Some days it isn’t easy to come up with content for this blog, and today is one of those days. It looks like my choices have come down to either blogging about another one of Vice Chancellor J. Travis Laster’s 100-plus page opinions, or biting the bullet and blogging about Elon Musk and Twitter. Despite my reluctance to blog about the preliminaries in this significant but goofy case, the fact that Chancellor Kathaleen McCormick’s opinion resolving a privilege dispute between Musk and Twitter was only 19 pages long has made my decision a relatively easy one.
The case involved one of many discovery disputes between the parties. This one arose because Musk apparently used email accounts at SpaceX and Tesla to communicate about the Twitter deal. Twitter wanted those emails, and Musk responded by asserting that they were subject to attorney-client privilege. Twitter moved to compel production, and Chancellor McCormick ultimately denied that motion.
In reaching that conclusion, she first observed that in order to support a claim of attorney-client privilege, Musk had to demonstrate that he had an objectively reasonable expectation of confidentiality in the SpaceX and Tesla emails. This requirement created a problem for Musk, because as Twitter pointed out in its motion, both companies had email policies that made it clear that employees have no privacy interest in their work emails and warn that the companies reserve the right to monitor those emails.
Now — as Mel Brooks once pointed out in a famous scene from his film History of the World, Part I — “It’s good to be da King!” With that in mind, it’s not surprising to learn that Musk was able to produce affidavits from his IT managers at SpaceX and Tesla attesting to Musk’s “unrestricted” personal use of those accounts and the sharply limited access that others had to them.
Chancellor McCormick noted that in determining whether an employee has a reasonable expectation of privacy in his or her emails, Delaware has looked to a four-factor test established in In re Asia Global Crossing (S.D.N.Y. BKR 2005). That test looks primarily to whether “company policies and historical practices made it reasonable for employees to expect privacy in company-sponsored email.” Although acknowledging that the Chancery Court had compelled production of emails under a nearly identical policy in the WeWork litigation, she concluded that two mitigating factors mandated a different conclusion in this case. The first mitigating factor was the fact that both Tesla and SpaceX had policies limiting the grounds for monitoring employee emails, while the second mitigating factor was the existence of Musk-specific rules:
As the second and perhaps most forceful mitigating consideration, Defendants argue that the “default” policies of SpaceX and Tesla do not apply to Musk, and that each company adopted “Musk-specific” rules. For this, Defendants rely exclusively on the affidavits of Musk, IT managers from SpaceX and Tesla, and the head of Tesla’s legal department. Those affidavits state, unequivocally, that Musk had “unrestricted” personal use of his Tesla email account, that “no one” at Tesla can access those emails without Musk’s consent except “to the extent legally necessary,” and that “nobody” at SpaceX can access his email account without Musk’s express consent.

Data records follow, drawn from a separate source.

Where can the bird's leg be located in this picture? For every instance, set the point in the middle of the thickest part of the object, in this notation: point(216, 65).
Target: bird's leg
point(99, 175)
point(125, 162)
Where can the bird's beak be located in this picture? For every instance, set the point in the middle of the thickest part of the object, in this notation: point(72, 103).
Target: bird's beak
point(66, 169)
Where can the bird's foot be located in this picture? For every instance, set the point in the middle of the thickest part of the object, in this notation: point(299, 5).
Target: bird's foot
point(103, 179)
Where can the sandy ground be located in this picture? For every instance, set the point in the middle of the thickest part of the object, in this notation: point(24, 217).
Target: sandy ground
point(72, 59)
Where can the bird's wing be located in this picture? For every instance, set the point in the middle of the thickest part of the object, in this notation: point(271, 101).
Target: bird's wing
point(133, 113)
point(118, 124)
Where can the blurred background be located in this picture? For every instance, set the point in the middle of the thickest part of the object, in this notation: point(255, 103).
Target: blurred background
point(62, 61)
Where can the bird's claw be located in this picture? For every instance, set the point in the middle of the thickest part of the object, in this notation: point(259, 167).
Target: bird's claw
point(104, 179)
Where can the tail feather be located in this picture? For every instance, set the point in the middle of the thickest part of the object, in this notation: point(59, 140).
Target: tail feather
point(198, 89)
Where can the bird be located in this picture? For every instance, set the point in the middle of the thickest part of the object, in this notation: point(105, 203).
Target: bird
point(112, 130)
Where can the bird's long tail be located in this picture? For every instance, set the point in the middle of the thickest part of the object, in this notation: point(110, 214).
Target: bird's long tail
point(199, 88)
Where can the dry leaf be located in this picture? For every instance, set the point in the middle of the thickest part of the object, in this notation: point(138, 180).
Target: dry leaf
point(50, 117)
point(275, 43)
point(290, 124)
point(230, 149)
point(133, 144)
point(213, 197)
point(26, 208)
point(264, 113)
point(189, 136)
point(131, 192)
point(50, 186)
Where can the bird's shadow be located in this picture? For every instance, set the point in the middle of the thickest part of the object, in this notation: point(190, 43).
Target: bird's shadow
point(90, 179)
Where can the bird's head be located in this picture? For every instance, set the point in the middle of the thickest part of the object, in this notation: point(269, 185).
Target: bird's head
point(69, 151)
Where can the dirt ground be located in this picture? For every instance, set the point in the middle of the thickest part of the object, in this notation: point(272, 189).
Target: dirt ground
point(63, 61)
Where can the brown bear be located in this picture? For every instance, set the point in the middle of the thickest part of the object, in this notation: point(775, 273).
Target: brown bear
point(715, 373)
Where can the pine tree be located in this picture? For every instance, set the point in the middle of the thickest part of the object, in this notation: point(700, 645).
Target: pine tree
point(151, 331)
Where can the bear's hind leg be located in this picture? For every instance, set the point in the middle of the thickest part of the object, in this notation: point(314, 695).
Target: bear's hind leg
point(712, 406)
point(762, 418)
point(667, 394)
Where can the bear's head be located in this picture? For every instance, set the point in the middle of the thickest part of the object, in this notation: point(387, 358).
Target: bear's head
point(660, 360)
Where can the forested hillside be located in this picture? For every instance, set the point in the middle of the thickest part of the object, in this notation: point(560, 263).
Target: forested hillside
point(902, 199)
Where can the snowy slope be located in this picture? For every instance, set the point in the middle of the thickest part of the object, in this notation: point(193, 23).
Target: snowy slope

Chancellor McCormick acknowledged that a cynic might doubt that these Musk-specific policies really exist, considering that they are supported only by the affidavits of Musk and his employees and that no corporate records support their existence. Yet, she concluded that the evidence “rings true”:
The court has little doubt that neither SpaceX nor Tesla view him as on par with other employees, that he has the power to direct operational decisions, and that nobody at either company would access his information without first obtaining his approval. One can debate whether this corporate reality makes for good “corporate hygiene,” but it is difficult to discredit the recitation of the facts.
In other words, when it comes to protecting personal emails on corporate accounts from discovery, “It’s good to be da King!”